I have wrestled with feelings over the past few weeks that I would reckon as the aftermath. The aftermath of a loss of life and breath and time. A part of me is now in a long silence.

As I am reading through this biography of Winston Churchill, I learned that his dad died when Winston was 21. Winston went on to live to the ripe, old age of 91. It goes without saying that he had so much life ahead of himself when his dad passed. Not much longer after Winston's dad died his nanny also died; the person he supposedly was closest to in the world. 70 years later Winston died with a photo of her at his bedside. What is left?

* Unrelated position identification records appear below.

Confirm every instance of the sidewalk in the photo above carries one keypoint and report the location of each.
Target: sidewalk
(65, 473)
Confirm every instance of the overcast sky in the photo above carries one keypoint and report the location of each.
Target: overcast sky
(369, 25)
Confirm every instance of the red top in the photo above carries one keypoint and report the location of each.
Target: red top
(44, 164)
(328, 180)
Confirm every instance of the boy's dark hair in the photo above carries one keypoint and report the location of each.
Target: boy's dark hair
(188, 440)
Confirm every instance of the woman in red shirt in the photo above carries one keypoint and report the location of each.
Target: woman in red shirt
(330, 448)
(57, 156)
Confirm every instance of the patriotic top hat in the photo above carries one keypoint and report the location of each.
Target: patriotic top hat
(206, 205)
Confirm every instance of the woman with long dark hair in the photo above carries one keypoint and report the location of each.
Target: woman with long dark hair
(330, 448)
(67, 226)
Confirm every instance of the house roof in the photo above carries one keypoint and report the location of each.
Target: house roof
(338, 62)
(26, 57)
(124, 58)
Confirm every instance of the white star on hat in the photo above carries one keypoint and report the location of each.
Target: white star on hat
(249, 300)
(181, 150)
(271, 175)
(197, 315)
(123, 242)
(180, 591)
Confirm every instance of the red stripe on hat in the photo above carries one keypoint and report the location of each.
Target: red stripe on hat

What was left in Winston's case after his dad died were so many things that did not even yet exist. In my case as well, I hope there are children and adventures and deep conversations and simple relaxation and hard work and all that life would have in store— we can not only keep the good with none of the heartache.

This long silence, however long it may be, is this stretch of life in between tears and new, deep laughs. It is this in-between loss of life and birth of life. In essence, it is the period between the rising of the moon and the rising of the sun. As time passes, we grow and we experience and we begin to understand that the realities of life affect us all.

Fill your lungs with a full breath of air. Let the morning sun warm your face. Give a hug to a loved one. Get some mud on your boots. Live life to the utmost fullest.